On Saturday, March 5, Kristen’s Kloset will open its doors for business, and hundreds of local teens will find a little relief from the prom’s rising costs. The volunteer-run business pops up each year with a wide assortment of new and gently used prom gowns, shoes, jewelry, and accessories to help defray the costs for those who need it.
Over the last two years, Kristen’s Kloset has helped over 400 girls in the region enjoy the rite of passage.
“In the beginning, we thought that we were just going to service Southington kids,” said Southington Youth Services Director Susan Saucier, who oversees the annual project, “but we ended up getting so many donations that dresses would probably go out of style before we were able to find people who needed them.”
As the organization began to get more publicity, they started getting an influx of donations from other towns. The donations have helped the organization expand its services to local youth.
Established to honor the memory of Kristen Warner, a 13-year-old honor student and gymnast, after her untimely death in a car accident on Queen Street in 2004, Kristen’s Kloset has become an important part of the prom season.

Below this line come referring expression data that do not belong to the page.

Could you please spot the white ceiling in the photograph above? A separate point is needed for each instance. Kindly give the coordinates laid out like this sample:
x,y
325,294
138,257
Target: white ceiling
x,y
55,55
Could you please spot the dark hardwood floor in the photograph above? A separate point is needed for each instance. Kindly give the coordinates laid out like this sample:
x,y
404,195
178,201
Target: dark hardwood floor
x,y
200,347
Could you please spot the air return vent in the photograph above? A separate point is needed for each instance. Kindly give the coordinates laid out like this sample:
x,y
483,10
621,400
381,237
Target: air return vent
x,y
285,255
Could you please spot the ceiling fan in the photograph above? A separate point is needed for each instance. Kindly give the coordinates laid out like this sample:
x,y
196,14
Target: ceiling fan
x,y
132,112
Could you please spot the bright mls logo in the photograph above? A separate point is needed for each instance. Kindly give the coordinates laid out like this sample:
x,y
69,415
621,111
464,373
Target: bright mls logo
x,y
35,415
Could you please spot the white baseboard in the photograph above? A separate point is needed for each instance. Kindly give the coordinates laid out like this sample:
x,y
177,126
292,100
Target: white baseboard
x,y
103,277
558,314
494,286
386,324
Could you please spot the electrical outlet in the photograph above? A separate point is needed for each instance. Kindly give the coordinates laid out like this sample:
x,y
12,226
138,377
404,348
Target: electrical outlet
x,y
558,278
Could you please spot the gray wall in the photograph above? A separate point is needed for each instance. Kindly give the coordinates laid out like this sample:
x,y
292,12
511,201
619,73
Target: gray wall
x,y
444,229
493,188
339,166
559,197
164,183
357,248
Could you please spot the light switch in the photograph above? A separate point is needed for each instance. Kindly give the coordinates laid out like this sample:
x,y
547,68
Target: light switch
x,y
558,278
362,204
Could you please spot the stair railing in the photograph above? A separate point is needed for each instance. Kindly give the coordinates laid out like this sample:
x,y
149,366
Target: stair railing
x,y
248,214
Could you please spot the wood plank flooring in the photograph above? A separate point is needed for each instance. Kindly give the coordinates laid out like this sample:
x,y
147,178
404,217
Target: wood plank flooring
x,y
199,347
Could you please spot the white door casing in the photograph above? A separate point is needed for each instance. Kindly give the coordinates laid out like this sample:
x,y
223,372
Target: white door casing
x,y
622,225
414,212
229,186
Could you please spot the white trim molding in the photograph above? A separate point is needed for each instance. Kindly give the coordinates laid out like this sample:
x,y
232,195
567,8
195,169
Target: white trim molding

This year marks 10 years since the store first opened for business. For a $25 donation, girls can purchase gowns. In addition, Youth Services has distributed vouchers to social workers and guidance councilors throughout the state.

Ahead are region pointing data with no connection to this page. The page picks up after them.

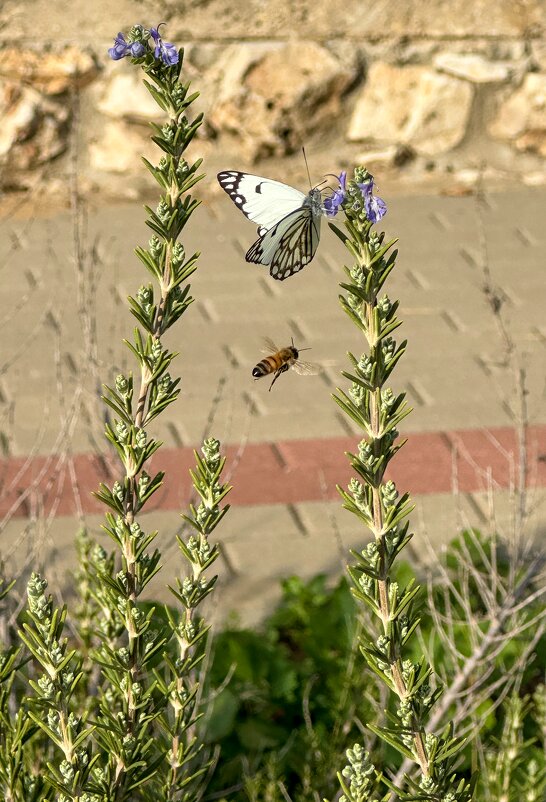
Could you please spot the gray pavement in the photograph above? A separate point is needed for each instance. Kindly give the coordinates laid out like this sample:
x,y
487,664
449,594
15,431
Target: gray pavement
x,y
62,330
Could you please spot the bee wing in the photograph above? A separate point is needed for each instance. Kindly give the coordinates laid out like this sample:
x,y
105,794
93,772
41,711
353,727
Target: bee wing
x,y
306,368
269,346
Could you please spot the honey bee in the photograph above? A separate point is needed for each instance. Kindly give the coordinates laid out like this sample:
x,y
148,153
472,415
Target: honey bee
x,y
280,359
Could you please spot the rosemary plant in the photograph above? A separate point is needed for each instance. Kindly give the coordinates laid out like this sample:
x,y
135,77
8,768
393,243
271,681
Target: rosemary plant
x,y
114,716
378,411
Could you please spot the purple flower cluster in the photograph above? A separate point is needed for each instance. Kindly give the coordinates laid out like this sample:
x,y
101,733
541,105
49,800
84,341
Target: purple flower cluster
x,y
374,206
165,51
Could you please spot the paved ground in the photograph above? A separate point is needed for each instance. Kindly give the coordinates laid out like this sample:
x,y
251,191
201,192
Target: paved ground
x,y
62,331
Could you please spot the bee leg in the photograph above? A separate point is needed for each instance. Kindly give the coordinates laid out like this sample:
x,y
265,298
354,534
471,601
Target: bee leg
x,y
282,369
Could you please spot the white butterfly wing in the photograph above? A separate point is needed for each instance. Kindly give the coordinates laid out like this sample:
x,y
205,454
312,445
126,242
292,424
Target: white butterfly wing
x,y
289,245
262,200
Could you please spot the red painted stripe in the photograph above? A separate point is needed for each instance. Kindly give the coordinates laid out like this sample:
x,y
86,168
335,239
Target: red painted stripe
x,y
285,472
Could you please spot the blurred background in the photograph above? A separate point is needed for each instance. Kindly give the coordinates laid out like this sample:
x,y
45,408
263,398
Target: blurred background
x,y
444,103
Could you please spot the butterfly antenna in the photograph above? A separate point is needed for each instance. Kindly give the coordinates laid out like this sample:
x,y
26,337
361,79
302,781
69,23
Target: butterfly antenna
x,y
307,168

Over the past decade, the focus has expanded. In addition to supplying gowns, the influx of donations has enabled Kristen’s Kloset to assist with the purchase of prom tickets for those in need. Donations have also allowed the organization to help with tuxedo rentals for Southington boys.

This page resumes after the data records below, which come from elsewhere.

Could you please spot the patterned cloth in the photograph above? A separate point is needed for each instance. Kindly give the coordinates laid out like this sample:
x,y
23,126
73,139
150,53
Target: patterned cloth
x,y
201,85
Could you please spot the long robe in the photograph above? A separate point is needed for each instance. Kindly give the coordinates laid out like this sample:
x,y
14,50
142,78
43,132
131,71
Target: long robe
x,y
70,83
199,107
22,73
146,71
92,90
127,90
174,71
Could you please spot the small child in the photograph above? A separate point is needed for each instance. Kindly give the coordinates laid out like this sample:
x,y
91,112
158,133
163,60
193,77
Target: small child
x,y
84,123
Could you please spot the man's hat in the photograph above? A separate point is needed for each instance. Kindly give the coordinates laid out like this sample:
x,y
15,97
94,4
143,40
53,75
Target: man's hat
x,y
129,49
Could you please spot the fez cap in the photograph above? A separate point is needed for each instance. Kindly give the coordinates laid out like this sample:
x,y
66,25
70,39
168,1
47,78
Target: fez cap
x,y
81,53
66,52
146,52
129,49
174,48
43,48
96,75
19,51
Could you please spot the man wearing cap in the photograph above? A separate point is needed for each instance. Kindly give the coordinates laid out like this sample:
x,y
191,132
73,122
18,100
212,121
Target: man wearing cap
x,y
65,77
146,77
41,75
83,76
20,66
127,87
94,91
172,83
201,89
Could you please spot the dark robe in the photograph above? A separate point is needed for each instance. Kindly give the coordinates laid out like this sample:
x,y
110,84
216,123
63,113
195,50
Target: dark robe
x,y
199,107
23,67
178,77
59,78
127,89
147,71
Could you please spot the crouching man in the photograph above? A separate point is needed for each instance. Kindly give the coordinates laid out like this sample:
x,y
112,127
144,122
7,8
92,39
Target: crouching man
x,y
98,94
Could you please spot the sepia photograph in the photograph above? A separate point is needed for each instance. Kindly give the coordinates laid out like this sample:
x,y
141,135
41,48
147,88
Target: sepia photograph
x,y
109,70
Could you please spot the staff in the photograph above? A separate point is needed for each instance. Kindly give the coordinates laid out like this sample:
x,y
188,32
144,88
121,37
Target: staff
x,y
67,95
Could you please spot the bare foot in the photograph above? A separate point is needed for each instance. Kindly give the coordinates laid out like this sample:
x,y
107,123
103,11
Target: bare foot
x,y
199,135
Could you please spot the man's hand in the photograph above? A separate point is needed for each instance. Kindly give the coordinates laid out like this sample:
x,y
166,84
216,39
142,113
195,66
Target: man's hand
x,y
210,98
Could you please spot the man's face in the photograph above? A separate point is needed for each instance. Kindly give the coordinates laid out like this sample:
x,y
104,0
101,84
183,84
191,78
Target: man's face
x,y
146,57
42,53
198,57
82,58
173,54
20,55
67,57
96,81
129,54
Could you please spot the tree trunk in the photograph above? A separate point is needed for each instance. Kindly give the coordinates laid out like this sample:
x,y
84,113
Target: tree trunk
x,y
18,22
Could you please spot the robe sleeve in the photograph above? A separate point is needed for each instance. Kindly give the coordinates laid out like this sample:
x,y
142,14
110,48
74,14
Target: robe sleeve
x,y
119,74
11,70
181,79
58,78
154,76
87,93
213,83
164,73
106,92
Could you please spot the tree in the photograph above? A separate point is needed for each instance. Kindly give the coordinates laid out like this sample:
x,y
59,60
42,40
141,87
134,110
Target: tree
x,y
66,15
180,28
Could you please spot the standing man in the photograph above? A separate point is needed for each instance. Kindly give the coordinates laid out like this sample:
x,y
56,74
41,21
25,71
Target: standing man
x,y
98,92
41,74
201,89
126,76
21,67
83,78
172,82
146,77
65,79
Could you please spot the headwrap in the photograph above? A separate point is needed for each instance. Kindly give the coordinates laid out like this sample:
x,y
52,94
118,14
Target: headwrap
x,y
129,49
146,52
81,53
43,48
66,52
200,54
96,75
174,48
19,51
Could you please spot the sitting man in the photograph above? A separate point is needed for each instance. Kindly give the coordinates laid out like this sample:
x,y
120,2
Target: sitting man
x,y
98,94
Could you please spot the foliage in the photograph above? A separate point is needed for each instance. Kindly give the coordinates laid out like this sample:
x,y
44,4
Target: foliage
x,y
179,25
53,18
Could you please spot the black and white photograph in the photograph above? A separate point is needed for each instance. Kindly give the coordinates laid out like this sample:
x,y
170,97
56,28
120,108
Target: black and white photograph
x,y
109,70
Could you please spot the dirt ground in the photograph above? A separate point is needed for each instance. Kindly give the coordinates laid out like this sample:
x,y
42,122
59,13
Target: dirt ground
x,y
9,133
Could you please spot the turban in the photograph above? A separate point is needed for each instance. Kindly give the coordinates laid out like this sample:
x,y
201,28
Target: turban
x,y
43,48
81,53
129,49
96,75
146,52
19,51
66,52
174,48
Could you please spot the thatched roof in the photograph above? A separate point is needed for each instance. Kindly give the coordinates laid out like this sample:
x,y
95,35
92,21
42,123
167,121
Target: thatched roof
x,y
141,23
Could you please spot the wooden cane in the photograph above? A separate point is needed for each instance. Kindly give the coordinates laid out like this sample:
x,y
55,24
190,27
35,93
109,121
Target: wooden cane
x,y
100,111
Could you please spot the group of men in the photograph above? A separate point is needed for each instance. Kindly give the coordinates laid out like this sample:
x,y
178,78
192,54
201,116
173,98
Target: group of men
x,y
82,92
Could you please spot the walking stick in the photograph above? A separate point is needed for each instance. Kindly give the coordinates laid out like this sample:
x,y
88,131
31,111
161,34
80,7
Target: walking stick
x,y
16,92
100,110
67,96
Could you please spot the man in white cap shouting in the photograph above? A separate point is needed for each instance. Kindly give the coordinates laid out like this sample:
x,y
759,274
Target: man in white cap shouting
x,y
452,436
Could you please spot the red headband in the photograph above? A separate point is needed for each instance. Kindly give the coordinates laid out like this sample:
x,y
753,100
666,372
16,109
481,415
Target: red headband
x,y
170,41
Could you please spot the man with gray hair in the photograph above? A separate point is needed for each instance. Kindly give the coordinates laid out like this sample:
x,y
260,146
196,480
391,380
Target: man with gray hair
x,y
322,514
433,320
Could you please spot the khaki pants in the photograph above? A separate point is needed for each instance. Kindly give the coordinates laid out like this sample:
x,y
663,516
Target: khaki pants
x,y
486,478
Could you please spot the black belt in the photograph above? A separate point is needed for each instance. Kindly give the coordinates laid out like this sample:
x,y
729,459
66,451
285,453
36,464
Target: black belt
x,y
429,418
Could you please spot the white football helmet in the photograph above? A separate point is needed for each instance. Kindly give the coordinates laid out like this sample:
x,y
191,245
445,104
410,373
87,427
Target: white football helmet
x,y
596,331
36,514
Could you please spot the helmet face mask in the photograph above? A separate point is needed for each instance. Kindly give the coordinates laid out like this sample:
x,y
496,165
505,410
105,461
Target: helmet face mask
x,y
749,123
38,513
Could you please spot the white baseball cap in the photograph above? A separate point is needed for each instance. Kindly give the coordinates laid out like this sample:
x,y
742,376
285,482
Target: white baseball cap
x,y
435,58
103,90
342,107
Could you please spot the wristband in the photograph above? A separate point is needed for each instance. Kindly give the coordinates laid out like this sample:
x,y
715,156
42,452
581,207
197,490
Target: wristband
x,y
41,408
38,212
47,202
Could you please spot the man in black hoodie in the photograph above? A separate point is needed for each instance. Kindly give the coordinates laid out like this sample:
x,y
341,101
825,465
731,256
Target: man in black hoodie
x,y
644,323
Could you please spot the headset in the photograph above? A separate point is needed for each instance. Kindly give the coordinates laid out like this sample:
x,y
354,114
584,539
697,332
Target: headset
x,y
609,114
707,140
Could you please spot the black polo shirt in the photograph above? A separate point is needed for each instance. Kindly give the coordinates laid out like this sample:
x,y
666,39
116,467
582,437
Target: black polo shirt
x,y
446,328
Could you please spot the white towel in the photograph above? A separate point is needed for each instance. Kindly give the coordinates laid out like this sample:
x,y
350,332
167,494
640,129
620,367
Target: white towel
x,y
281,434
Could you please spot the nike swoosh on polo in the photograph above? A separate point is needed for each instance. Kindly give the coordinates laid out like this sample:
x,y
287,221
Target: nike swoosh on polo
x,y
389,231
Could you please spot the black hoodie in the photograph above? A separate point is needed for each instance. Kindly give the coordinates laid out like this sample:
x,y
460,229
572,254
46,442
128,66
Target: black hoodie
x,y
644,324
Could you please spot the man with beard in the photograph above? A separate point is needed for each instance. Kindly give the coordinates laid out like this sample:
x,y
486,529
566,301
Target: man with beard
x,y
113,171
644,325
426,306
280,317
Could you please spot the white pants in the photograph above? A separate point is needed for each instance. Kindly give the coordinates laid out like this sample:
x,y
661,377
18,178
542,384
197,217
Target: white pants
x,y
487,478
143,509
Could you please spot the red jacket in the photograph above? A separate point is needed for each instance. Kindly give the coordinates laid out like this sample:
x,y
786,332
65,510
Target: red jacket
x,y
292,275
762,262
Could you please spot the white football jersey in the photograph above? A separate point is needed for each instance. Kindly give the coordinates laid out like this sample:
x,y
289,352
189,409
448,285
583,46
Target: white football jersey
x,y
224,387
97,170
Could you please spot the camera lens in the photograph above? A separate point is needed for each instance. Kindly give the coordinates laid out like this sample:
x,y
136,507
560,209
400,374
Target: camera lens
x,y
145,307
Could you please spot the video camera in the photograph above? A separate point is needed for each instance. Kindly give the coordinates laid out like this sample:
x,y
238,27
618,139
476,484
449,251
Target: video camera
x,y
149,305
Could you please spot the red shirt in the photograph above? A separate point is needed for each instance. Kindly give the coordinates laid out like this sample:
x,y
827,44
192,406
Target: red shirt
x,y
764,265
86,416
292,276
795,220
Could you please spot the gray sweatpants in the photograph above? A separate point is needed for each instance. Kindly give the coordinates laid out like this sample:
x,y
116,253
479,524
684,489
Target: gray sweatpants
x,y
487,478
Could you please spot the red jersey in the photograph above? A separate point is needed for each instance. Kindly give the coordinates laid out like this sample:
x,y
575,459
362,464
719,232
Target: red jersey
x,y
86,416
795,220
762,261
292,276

Although the store is open to girls across the state, these additional services have been focused on local teens.
“I’m not sure if everyone realizes this, but tickets are $85 or $90 per person. We can give a girl a dress, jewelry, and shoes, but how is she going to pay $90 for a ticket?” said Saucier. “This has become a community project.”
More than 15 volunteers showed up for the kick-off meeting, but support comes from all corners of the community.
Kristen’s Kloset partners with Modern Formals in Southington to provide reduced prices on tuxedo rentals for those who need it. For a number of years, the Aqua Turf lent draping and poles for use in the store’s dressing rooms until the Calvanese Foundation made a permanent donation of store supplies. The American Legion Ladies’ Auxiliary continues to be a large supporter, and many other local organizations have pitched in.
Even the space is donated. During the off-season, dresses and equipment are stored in the attic of the Southington Water Department. Each year a different store space is donated by a different commercial building owner.
“People in town have been so generous in donating space,” said Saucier. “We went through the real estate broker this year, and I think they want to be anonymous. The broker told us that the owner was happy to do this for us. People have been so wonderful about it.”
This year, Kristen’s Kloset will be located at Plaza West at 772 West Street.
Beginning on March 5, store hours will be Tuesdays, 2:30 p.m. to 6 p.m., Thursdays, 2:30 p.m. to 8 p.m., and Saturdays, 10 a.m. to 3 p.m., through April
Saucier said that many are surprised at the quality of gowns at the store.
“We ask girls to post pictures, and some do,” said Saucier. “We have some girls that come back for their senior prom and swap the one that they got for their junior prom. Then, we see some parents return because they got a dress for another kid in the family. It’s wonderful.”